Insurer practices do little to get patients who need highly specialized medication the right care at the right time
HEALTH CARE
Attorney Donald Pfundstein’s recent article, “Hospital Specialty Pharmacies: Follow the Money,” (July 16-29 NH Business Review) clearly missed the mark on the facts and challenges of ensuring patients are able to get the high-quality care that they need, especially with respect to the highly specialized medications to treat their cancers and other conditions.
Unfortunately, Attorney Pfundstein, who is a lobbyist for insurance companies, neglected to cite in his article that his clients, insurance companies, own or contract directly with specialty pharmacies themselves. He falsely left the reader to conclude that only hospitals operate specialty pharmacies. We would like to set the record straight.
He referred to white bagging and brown bagging, insurer-created practices that circumvent proper federal and state requirements for drug management, inventories and waste handling.
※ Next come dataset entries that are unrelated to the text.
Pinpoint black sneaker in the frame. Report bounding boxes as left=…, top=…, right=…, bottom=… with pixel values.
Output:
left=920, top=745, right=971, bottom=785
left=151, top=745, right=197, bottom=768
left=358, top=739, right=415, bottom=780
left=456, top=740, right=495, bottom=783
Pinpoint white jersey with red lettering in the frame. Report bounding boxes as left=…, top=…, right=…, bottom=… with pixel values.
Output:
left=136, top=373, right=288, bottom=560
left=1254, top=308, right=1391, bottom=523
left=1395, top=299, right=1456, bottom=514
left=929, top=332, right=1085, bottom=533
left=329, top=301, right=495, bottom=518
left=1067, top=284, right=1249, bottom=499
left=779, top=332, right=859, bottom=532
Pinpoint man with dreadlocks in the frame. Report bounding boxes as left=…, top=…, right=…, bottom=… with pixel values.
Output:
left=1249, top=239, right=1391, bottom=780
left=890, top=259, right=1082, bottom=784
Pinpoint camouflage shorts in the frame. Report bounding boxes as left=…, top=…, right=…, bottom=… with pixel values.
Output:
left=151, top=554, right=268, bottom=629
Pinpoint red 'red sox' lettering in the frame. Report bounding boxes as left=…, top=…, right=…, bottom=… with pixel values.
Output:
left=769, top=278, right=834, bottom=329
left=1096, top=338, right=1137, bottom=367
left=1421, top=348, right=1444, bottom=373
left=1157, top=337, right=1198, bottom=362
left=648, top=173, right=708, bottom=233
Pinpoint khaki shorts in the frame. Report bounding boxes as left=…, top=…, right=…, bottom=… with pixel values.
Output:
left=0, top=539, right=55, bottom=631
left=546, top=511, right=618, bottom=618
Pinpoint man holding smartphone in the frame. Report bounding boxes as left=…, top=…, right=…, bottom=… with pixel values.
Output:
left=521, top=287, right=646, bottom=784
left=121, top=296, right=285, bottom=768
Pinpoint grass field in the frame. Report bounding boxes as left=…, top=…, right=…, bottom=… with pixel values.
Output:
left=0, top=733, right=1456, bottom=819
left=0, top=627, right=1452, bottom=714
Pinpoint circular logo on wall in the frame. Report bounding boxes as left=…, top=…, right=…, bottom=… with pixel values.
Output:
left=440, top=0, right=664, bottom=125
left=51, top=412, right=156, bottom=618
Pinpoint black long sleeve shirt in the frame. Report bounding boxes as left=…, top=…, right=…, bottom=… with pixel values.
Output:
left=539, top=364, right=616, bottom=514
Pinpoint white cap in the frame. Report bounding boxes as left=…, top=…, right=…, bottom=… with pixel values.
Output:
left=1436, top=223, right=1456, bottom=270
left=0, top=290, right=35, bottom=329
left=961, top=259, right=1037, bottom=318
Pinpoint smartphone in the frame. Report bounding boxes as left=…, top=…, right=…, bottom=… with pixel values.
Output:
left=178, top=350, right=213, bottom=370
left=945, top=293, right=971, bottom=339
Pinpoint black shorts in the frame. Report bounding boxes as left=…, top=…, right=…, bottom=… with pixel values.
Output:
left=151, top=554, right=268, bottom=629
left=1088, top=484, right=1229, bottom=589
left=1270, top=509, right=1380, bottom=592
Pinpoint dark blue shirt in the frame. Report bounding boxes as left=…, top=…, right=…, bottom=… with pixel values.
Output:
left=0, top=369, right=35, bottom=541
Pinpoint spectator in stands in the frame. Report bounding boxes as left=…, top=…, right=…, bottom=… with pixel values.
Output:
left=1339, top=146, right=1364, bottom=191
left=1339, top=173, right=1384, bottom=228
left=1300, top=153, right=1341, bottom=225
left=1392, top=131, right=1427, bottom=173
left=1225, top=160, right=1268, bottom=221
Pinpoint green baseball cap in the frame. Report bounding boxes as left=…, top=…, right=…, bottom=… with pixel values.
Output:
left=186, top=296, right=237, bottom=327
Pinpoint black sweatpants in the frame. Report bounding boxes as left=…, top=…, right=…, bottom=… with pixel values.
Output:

White bagging is when the insurer orders drugs from their own specialty pharmacy and sends it to a hospital or provider where the patient receives their medication. Brown bagging is when the insurer orders drugs from their own specialty pharmacy and sends it to the patient’s home and makes the patient bring that medication to the hospital or provider for administration in a healthcare setting.
We have compiled many patient stories when insurer-required white bagging and brown bagging have caused treatment delays due to drugs not arriving on time, wrong drugs being sent, or the hospital pharmacist not being able to verify that the drugs were kept at proper temperatures throughout the entire shipping process.
It is clear by their actions that when insurers restrict access to hospitals or providers, it’s because they want to profit from that business themselves.
We’d like all insurers that own or contract with their own specialty pharmacies to be transparent about costs, what they are charging their own members and how much profit they receive. Their shareholders are the beneficiaries, not their own members. To date, they have not said what their financial arrangements are with these entities that they own or contract with.
Insurers claim that white bagging and brown bagging save money. Yes, it saves money for them, but not for their members who are subjected to canceled appointments, missed work, and missed critical treatments because their insurersupplied drugs didn’t arrive on time or were simply the wrong medication for the patient.
It also costs the healthcare system money in handling drugs that are not part of their inventory due to storing them and wasting them if the wrong drugs are received or the patient can’t use the drugs.
Growth in specialty pharmacies is actually driven by insurance companies, not hospitals. Only one hospital in New Hampshire manages a specialty pharmacy. That specialty pharmacy integrates pharmacists with providers into clinic sites, which means that access to medications is provided in real time to optimize proper dosages and therapies. Insurers often own their own specialty pharmacies, which are all out of state and mandating their use by their members and their healthcare providers.
In an effort to try to confuse readers, Attorney Pfundstein cites a New Hampshire Insurance Department report that he claims shows an increase in specialty pharmacy costs. The report does show an increase in the cost of specialty drugs, but there is no differentiation in NHID’s report on specialty drugs between insurers and hospitals, yet he insinuated that it was driven by hospital specialty pharmacies. Again, a false claim.
Another clever way insurers benefit financially from these specialty pharmacy schemes is by moving prescription drug costs from a medical benefit to a prescription drug benefit. As we have all seen, members are paying more out-of-pocket costs because prescription drugs paid under a prescription drug benefit typically have higher deductibles and copays.
Again, the insurer is saving money and making money for their stockholders at the patient’s expense.
Attorney Pfundstein’s attempt to deflect attention away from the serious issues associated with the safety and efficacy of insurers practices related to the provision of highly specialized medications for some of their most vulnerable members is an unfortunate diversion that does little to ensure patients are able to get the right care, at the right time, when and where they need it.
Kathy A. Bizarro-Thunberg is executive vice president of the New Hampshire Hospital Association.